We must be grateful for what we've been given, but it's not for the faint-hearted.Also the atheism grates a bit, even to a secular spiritualist.
I dislike some of the language used in the book, but I realize that this is a non-fiction book and he must report conversations accurately. I recommend the book to everyone who is interested in a truthful look at the rest of the world at the time of Mr. Paul Theroux has done a magnificent job of combining an entertaining travel log with a no-nonsense look at the political, social, and financial issues of each country, city, and village that he visits. All in all, I enjoyed the book and feel I am better educated about some of the world than I was before. Theroux's travels in the subject area. Additionally, he delves into the personality traits of the various people and governmental authorities he encounters. Consequently, I have a much better understanding of why these countries are the way they are.

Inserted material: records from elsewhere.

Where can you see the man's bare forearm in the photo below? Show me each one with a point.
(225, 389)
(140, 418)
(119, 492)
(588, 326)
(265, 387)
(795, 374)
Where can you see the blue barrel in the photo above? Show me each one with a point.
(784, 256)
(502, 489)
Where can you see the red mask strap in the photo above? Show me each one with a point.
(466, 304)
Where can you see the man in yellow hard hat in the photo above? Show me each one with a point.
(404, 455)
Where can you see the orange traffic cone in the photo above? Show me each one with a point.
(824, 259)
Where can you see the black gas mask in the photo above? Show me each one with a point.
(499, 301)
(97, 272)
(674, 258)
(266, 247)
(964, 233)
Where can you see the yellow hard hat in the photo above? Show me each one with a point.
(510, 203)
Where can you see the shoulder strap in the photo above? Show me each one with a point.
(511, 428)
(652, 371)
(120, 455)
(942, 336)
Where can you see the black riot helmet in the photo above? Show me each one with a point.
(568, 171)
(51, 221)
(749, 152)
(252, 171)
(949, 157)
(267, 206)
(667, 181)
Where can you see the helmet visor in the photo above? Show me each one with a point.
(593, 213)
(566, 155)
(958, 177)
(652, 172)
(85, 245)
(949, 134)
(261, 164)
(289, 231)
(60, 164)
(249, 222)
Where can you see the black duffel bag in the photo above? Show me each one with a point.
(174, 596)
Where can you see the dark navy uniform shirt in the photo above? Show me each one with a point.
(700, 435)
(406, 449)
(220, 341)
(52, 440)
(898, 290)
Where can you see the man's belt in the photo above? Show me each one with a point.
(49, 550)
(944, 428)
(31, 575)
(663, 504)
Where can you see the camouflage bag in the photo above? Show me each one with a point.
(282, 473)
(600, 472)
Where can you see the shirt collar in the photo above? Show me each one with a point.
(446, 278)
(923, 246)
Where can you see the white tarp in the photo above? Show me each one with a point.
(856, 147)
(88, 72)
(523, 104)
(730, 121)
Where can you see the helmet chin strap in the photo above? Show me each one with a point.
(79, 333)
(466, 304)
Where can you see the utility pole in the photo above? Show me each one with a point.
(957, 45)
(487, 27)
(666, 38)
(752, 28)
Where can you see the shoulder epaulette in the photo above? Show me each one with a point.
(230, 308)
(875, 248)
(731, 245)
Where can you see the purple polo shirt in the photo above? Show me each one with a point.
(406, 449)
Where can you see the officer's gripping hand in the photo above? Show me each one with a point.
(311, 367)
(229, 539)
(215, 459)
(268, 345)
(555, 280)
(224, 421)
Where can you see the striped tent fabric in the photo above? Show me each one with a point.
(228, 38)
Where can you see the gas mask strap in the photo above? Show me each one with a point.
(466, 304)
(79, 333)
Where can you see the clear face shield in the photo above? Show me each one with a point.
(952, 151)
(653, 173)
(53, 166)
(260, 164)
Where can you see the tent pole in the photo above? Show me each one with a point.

Hence, it is a shame to end the book with an inane diatribe that is as self-assured and pompous as anything that comes out of the Ohio missionary.Ultimately, I found the cocksure denouncements of both aid workers and missionaries from a man concerned with procuring himself an 'authentic' African experience too much. Because Theroux was quite perceptive of the complexities of African life, it is a shame that his notion of Christianity in Africa is every bit as simplistic as a fundamentalist's biblical literalism. He admires the courage of the martyred Father John Kaiser in Kenya, and the nuns whose commitment to Africa runs deeper than any aid worker. Dark Star Safari is both fascinating and supremely self-indulgent. By the end of the book, he was insufferable. However, Theroux ignores the fact that many of the agencies he criticizes by name are largely staffed by Africans, and not by foreigners. Theroux may be an irritable crank, but his portraits of Malawi and Zimbabwe in particular give remarkable insight into what has changed in Africa and why.I think many readers familiar with Africa will be receptive to his criticism of foreign aid agencies for creating a dependence on donor money throughout the continent. This may not seem like a major oversight, but he is constantly harping on the failures of foreign "agents of virtue" joy-riding around Africa in fancy Land Rovers, but one wonders if he might have actually observed some relief work instead of just cursing the aid workers who didn't feel like giving him a lift when he stuck his thumb out.Where he ultimately lost me was in his belittling, self-righteous rant directed at a missionary from Ohio he met on a train in Mozambique.